Government Can't Explain Increase in 2002 TSA Contract
Sunday, October 9, 2005
In the wake of the Sept. 11 terrorist attacks, the government changed a contract to hire federal airline passengers screeners in a way that cost taxpayers an additional $343 million. More than three years later, officials cannot explain exactly why.
Homeland security officials say they have no memos, e-mails or other paperwork to document the reason for the change, as required by federal contracting regulations. They have also offered accounts of the decision that conflict with internal government documents obtained by The Washington Post.
The modification to the contract involved switching the interview sites for tens of thousands of airline passenger screener jobs from a contractor's own assessment centers to hotels and luxury resorts.
The change added hundreds of millions of dollars to a contract that increased from $104 million to $741 million in nine months. Federal auditors later called into question $303 million of that spending.
Homeland Security Department officials said the change was made in collaboration with the prime contractor, NCS Pearson Inc. They said the deciding factor was Pearson's failure to attract enough screener candidates to its own testing centers while hiring for Baltimore-Washington International Airport.
Documents and interviews, however, show that the decision was contemplated before the contract was signed and was imposed by government officials well before the BWI project.
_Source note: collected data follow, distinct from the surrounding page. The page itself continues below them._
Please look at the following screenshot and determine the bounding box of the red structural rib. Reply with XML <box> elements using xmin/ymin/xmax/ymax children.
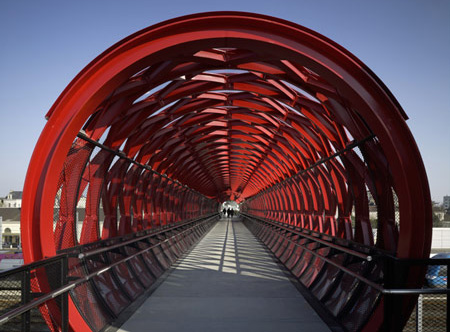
<box><xmin>21</xmin><ymin>12</ymin><xmax>431</xmax><ymax>331</ymax></box>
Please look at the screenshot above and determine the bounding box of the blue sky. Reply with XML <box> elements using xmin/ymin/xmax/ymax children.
<box><xmin>0</xmin><ymin>0</ymin><xmax>449</xmax><ymax>202</ymax></box>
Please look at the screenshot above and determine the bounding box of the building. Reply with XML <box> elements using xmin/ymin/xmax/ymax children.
<box><xmin>0</xmin><ymin>190</ymin><xmax>23</xmax><ymax>208</ymax></box>
<box><xmin>0</xmin><ymin>208</ymin><xmax>21</xmax><ymax>248</ymax></box>
<box><xmin>0</xmin><ymin>191</ymin><xmax>23</xmax><ymax>248</ymax></box>
<box><xmin>444</xmin><ymin>195</ymin><xmax>450</xmax><ymax>210</ymax></box>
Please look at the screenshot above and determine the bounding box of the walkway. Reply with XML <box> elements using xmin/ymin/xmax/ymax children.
<box><xmin>117</xmin><ymin>218</ymin><xmax>331</xmax><ymax>332</ymax></box>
Pearson officials said they never had a chance to try out their own testing approach.
Michael P. Jackson, deputy secretary of the Homeland Security Department, said in a recent interview that the agency does not have paperwork to back up its account and that he cannot recall the details surrounding the decision.
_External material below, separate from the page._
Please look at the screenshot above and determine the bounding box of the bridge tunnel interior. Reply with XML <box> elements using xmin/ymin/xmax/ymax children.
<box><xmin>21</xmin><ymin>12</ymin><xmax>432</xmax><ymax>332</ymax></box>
"Honestly, I have no memory of it," said Jackson, who said he was ultimately responsible for the contract as second-in-command at the Transportation Department in 2002.
On Feb. 25, 2002, the Transportation Security Administration, then part of the Transportation Department, accepted a proposal from Pearson, an education testing company, to use its own network of 925 private assessment centers to interview, test and hire tens of thousands of passenger screeners.
At the time, the federal government also was hiring a fresh force of air marshals to provide protection on commercial flights, using what is known as the federal air marshal model.
That approach called for the use of a centralized hiring location set up at a hotel to fill a couple of thousand jobs.
Documents show that TSA officials wasted little time in discarding Pearson's plan for the private assessment centers in favor of the hotel approach.